The fight over a critical loophole in U.S. surveillance law may not be resolved in Congress before the year ends, but the Trump administration appears to have no qualms about keeping it open, even if the law expires.
The law, known as Section 702 of the Foreign Intelligence Surveillance Act (FISA), is set to expire at the end of the 2017 calendar year unless renewed by lawmakers. Given its supporters in Congress, renewing Section 702 at the cost of American privacy seemed inevitable, but now lawmakers have their hands full trying to speed a controversial tax bill into law before the calendar turns over.

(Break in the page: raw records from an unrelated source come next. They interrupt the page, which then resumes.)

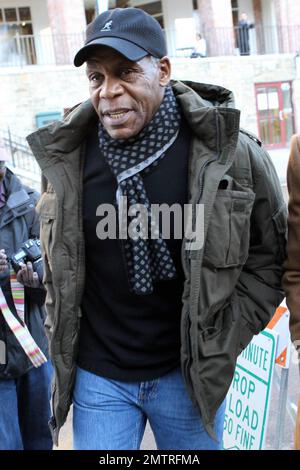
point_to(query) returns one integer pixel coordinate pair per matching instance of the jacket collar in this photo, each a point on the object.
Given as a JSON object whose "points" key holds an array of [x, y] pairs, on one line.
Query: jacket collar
{"points": [[207, 109]]}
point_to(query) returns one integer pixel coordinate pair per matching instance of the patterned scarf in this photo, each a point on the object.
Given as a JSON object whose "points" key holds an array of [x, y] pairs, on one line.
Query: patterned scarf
{"points": [[17, 324], [147, 260]]}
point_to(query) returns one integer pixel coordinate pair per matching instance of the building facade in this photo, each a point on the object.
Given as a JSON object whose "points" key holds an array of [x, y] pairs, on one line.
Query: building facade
{"points": [[42, 36]]}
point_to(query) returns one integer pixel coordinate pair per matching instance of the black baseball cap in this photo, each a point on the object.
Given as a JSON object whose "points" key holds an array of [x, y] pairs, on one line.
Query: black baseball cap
{"points": [[130, 31]]}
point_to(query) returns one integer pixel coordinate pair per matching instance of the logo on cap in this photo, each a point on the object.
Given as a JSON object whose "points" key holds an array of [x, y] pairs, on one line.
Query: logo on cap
{"points": [[107, 26]]}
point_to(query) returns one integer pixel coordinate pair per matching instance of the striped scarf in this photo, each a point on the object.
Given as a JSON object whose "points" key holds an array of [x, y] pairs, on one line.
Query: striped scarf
{"points": [[17, 324]]}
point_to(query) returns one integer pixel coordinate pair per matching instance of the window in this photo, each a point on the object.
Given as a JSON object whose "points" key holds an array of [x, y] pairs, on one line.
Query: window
{"points": [[16, 27], [154, 9], [275, 113]]}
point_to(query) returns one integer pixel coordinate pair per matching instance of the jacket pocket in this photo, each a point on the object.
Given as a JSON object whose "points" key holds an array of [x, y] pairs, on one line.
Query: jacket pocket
{"points": [[279, 219], [228, 235], [246, 334], [46, 209]]}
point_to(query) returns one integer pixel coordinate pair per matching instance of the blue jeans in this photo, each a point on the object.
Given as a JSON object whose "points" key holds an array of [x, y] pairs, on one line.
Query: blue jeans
{"points": [[112, 415], [25, 411]]}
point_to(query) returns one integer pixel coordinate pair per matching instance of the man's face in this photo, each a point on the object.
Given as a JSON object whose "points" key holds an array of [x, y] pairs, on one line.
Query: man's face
{"points": [[125, 94], [2, 171]]}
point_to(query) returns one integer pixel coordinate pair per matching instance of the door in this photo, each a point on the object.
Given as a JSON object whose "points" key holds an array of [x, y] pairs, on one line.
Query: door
{"points": [[275, 113]]}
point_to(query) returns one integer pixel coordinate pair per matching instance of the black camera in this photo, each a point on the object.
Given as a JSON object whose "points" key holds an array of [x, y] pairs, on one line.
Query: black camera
{"points": [[29, 251]]}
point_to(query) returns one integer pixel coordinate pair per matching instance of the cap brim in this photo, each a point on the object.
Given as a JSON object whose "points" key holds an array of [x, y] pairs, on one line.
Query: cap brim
{"points": [[4, 156], [126, 48]]}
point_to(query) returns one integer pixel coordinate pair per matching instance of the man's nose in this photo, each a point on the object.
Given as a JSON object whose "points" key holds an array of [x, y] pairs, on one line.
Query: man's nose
{"points": [[110, 88]]}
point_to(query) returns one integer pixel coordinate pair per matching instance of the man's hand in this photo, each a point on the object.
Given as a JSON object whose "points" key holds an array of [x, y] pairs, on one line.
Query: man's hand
{"points": [[3, 261], [27, 276]]}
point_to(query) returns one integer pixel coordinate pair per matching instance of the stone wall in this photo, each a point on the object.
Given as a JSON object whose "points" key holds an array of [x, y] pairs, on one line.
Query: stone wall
{"points": [[26, 92]]}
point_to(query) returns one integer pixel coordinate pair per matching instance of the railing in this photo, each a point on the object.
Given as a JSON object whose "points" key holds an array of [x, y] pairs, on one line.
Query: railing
{"points": [[23, 163], [18, 51], [238, 41], [60, 49]]}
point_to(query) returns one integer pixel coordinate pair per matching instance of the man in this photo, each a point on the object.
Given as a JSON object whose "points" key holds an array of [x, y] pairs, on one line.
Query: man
{"points": [[243, 34], [24, 373], [124, 347]]}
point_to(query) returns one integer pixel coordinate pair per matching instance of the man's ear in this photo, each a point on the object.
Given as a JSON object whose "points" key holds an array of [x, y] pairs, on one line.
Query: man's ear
{"points": [[164, 71]]}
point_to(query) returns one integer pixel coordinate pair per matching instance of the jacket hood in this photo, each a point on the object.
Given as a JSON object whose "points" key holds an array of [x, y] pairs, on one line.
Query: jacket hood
{"points": [[208, 109]]}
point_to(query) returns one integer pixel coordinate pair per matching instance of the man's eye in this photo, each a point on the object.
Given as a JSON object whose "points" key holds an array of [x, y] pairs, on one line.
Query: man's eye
{"points": [[95, 78], [126, 73]]}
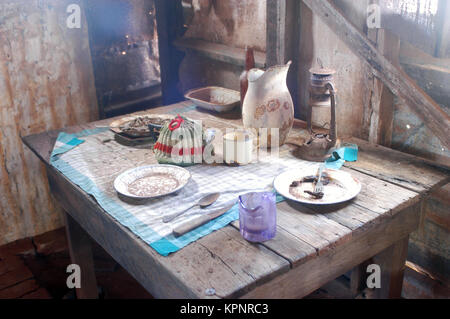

As The New York Times reports, “executive branch lawyers have now concluded that the government could lawfully continue to spy under the program through late April without new legislation,” a revelation that is sure to be just as controversial as the surveillance law itself, which is harshly criticized by privacy advocates for its practice of sweeping up the communications of American citizens while spying on foreign targets.
U.S. government officials have long dodged the question of how many Americans might be affected by Section 702 surveillance, but that hasn’t stopped people like Oregon Senator Ron Wyden from posing the question.
Speaking with the Times, Brian Hale, spokesperson for the Office of the Director of National Intelligence, argued that because the law was recertified in April of this year that it is authorized to continue for 12 months after that date, a provision that would trump the law’s planned sunset date at the end of 2017.